Serves: Makes 4 servings
- 1½ tablespoons extra virgin olive oil
- 2 ounces pancetta, minced
- 1 large clove garlic, minced
- 1 pound Brussels sprouts, halved through the stem, then very thinly sliced lengthwise
- ½ teaspoon fennel seed, crushed in a mortar or spice grinder
- Kosher or sea salt and freshly ground black pepper
- ½ cup chicken or vegetable broth (if canned, use equal parts broth and water)

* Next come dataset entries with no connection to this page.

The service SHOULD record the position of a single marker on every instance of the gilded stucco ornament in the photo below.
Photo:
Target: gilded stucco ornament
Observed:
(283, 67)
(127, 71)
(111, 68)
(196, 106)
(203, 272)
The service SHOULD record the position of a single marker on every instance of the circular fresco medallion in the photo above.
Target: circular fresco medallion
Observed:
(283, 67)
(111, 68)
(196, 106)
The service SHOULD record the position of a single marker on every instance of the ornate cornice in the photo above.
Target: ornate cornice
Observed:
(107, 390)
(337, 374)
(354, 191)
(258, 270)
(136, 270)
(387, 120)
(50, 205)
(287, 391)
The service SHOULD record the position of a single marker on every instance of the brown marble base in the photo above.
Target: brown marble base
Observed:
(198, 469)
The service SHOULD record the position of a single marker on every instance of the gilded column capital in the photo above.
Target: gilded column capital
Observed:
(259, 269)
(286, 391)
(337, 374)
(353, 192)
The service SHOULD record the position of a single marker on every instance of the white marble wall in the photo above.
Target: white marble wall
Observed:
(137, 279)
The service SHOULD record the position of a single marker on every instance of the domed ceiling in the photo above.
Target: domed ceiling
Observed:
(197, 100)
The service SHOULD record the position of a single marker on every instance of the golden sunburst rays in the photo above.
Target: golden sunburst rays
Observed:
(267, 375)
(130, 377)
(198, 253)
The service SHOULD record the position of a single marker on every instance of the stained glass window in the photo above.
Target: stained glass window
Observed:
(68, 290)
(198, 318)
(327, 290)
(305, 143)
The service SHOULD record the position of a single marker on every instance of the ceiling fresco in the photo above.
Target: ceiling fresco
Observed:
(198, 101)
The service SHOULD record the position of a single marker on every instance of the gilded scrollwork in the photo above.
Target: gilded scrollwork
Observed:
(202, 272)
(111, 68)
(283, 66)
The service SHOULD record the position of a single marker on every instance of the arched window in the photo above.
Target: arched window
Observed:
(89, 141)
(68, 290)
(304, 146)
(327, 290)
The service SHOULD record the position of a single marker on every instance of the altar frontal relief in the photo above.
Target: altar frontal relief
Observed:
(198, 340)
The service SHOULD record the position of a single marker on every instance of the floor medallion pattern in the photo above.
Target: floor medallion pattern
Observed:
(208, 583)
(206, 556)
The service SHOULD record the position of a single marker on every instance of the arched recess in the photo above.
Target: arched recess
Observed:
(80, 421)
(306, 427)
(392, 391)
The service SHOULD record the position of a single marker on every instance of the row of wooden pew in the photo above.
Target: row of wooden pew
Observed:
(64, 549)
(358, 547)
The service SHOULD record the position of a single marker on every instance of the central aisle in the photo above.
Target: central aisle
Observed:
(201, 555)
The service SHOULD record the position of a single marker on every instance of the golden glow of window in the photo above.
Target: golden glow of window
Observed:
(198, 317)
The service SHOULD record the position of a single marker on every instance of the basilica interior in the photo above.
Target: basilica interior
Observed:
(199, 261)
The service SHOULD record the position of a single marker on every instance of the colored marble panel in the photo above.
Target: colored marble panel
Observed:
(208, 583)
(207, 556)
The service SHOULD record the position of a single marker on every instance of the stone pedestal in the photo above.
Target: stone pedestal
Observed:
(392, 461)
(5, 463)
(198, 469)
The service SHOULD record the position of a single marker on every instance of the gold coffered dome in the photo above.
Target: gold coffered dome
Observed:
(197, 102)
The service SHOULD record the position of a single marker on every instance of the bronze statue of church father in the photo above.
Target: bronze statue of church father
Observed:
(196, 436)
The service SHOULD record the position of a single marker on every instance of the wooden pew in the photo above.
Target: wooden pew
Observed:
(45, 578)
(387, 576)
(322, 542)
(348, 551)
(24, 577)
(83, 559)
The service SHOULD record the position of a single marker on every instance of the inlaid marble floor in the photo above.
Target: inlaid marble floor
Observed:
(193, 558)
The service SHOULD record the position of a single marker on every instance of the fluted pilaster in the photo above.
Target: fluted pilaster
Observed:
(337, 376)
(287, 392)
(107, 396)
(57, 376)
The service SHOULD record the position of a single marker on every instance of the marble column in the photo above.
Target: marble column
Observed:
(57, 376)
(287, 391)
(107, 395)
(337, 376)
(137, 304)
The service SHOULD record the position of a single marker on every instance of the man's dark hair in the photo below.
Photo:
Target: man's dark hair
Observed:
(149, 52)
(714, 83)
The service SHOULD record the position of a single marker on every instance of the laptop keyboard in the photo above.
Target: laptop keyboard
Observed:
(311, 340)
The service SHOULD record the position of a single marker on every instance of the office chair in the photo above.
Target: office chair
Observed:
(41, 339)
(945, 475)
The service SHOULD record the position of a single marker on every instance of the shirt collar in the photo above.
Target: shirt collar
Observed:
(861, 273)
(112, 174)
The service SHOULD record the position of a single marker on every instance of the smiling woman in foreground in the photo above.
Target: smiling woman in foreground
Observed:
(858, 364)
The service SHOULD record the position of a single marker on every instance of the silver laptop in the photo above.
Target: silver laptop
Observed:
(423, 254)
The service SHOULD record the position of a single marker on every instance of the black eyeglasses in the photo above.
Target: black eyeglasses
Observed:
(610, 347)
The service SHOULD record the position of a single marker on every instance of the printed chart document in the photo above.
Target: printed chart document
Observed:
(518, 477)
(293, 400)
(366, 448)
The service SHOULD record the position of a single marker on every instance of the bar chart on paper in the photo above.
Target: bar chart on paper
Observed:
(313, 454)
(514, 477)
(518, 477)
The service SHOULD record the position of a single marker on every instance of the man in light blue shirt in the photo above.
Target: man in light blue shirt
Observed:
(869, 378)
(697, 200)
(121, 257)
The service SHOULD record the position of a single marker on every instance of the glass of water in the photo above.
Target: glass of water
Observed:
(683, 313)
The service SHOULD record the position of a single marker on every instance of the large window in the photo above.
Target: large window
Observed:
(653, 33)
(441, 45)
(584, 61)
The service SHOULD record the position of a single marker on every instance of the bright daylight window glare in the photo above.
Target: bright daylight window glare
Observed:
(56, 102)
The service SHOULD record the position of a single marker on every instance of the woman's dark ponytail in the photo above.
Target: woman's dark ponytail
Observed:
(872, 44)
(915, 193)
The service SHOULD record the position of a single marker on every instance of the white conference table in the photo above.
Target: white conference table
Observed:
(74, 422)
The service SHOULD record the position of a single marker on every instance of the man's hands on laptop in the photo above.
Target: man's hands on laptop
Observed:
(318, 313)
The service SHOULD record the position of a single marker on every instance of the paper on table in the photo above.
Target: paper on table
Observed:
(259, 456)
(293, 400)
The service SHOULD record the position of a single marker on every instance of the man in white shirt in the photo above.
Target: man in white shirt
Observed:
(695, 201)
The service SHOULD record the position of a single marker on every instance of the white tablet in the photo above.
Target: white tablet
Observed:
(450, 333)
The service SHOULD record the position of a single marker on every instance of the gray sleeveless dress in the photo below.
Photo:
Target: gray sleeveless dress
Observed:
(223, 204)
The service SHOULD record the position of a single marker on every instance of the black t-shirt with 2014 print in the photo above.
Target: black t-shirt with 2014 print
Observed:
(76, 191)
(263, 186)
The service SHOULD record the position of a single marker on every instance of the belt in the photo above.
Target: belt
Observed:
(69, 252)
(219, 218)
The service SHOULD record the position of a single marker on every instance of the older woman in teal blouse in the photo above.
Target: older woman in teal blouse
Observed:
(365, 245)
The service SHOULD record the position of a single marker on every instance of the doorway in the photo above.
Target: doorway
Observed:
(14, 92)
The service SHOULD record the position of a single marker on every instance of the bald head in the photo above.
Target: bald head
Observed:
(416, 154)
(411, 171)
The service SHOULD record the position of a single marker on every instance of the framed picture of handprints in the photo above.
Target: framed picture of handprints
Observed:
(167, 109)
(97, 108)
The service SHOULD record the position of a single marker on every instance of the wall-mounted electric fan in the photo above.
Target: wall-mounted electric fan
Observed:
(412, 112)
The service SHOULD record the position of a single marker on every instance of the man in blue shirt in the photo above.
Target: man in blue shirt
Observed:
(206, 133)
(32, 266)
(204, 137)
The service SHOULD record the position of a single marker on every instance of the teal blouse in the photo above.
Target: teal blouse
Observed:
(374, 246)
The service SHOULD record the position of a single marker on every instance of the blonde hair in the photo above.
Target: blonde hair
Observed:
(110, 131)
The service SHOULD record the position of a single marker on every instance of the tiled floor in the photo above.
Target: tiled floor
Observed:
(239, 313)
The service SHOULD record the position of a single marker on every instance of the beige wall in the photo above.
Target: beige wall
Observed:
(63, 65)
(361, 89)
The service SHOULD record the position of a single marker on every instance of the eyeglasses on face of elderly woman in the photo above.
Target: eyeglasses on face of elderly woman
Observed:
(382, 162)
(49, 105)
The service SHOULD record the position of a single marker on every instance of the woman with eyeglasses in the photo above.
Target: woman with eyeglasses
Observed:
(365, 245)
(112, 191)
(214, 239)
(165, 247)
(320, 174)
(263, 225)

Procedures:When sliced thin, Brussels sprouts cook quickly and retain their sweet, nutty taste. You could substitute cumin seed or caraway seed for the fennel seed, if you like, and you can use the same method to cook thinly sliced green cabbage. Serve as a side dish with pork chops or roast chicken. Every towering stalk of Brussels sprouts holds both large and small sprouts—the large ones near the top, the smaller ones toward the base. If you purchase the sprouts loose, choose the smaller ones, which tend to be sweeter. If you purchase them on the stalk, farmer Vicki Westerhoff of Genesis Growers recommends leaving them on the stalk if your refrigerator can accommodate its length.
- Put the olive oil and pancetta in a 12-inch skillet over moderate heat. Cook, stirring occasionally, until the pancetta renders some of its fat and begins to crisp, about 3 minutes. Add the garlic and cook, stirring, for about 1 minute to release its fragrance. Add the Brussels sprouts and fennel seed, season with salt and pepper, and stir to coat with the seasonings. Add the broth and bring to a simmer. Cover and adjust the heat to maintain a brisk simmer. Cook until the Brussels sprouts are tender but not mushy, about 10 minutes, uncovering to stir occasionally and make sure they are not in danger of scorching.
- If there is excess liquid in the skillet, uncover, raise the heat to moderately high, and cook, stirring, to evaporate the liquid. Taste and adjust the seasoning. Serve immediately.